AV Birla group company Grasim Industries on Saturday said it has received a Rs 5,872.13-crore tax demand from the income tax department relating to its merger with Aditya Birla Nuvo and Aditya Birla Financial Services.
“The company has, on March 15, 2019, received an order dated March 14, 2019, issued by the deputy commissioner of income tax (DCIT) raising a demand of Rs 5,872.13 crore on account of dividend distribution tax (including interest),” Grasim Industries said in a communication to the stock exchanges.
In September 2017, the Ahmedabad bench of the National Company Law Tribunal (NCLT) had approved the merger of Aditya Birla Nuvo (ABNL) with Grasim Industries to be followed by the listing of Aditya Birla Financial Services Ltd (ABFSL).

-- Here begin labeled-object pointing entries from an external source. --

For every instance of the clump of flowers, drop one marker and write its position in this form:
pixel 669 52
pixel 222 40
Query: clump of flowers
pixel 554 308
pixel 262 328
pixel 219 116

In 2016, the AV Birla group had announced a restructuring plan that involved the merger of Aditya Birla Nuvo with Grasim. After the amalgamation, the financial services business of Nuvo was demerged into a separate listed entity — Aditya Birla Capital.
For the merger of Nuvo with Grasim, each shareholder of Nuvo got three new equity shares of Grasim for every 10 equity shares held.
Similarly, for the demerger of the financial services business into Aditya Birla Capital, a Grasim shareholder received seven equity shares of the company for every one held.
Grasim disclosed that the DCIT had issued a show-cause notice on February 11, 2019, subsequently revised on March 1, 2019, as to why the provisions of section 115-0 read with section 115-Q of the Income Tax Act, 1961, should not be applied to the allotment of equity shares by Aditya Birla Capital to the shareholders of Grasim Industries.
The company added that on March 15, it received an order by the DCIT raising a demand of Rs 5872.13 crore on account of the dividend distribution tax (including interest).
The DCIT held that as the demerger was not in compliance with Section 2(19 AA) of the act, the value of shares allotted by Aditya Birla Capital to the shareholders of Grasim Industries amounted to dividend, within the meaning of the act. Grasim said that it is of view that the order is not tenable in law.
“The necessary action(s) against the order is being taken by the company,” it disclosed.